Prior to the passing of this Act, an employer would not be liable to his worker in negligence if the accident was caused by the act or omission of one of worker’s fellow employees. The 1880 remedied this (albeit on the basis that workers claiming under the 1880 Act received only a modest amount of compensation.
Sections 1 and 2 are of interest because they show liability being imposed in respect of work equipment but the liability being restricted to place where the employer had been negligent in relation to defects or a failure to discover or remedy them. This would appear to achieve a similar result to the mooted changes to Section 47 Health and Safety At Work Act 1974.
[For another way of dealing with this issue see the Coal Mines Act 1911.] [ see also the Liability of Ship Owners Act]
Sections 1 and 2 read as follows,
where…personal injury is caused to a workman
(1) By reason of any defect in the condition of the ways, works, machinery or plant connected with or used in the business of the employer; …
The workman…shall have the same right of compensation and remedies against the employer as if the workman had not been a workman of nor in the service of the employer, nor engaged in his work.
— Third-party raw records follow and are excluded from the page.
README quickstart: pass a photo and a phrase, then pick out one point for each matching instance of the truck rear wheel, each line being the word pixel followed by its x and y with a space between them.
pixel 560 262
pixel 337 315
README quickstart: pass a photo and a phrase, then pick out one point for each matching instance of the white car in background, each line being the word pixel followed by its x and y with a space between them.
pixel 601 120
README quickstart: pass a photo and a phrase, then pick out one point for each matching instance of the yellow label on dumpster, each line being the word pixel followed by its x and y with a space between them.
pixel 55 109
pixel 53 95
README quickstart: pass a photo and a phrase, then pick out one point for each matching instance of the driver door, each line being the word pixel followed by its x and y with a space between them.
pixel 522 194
A workman shall not be entitled under this Act to any right of compensation or remedy against the employer in any of the following cases (that is to say):-
(1) under sub-sec 1 of sec 1, unless the defect therein mentioned arose from, or had not been discovered, or remedied owing to the negligence of the employer, or of some person in the service of the employer, and entrusted by him with the duty of seeing that the ways, works, machinery, or plant were in proper condition.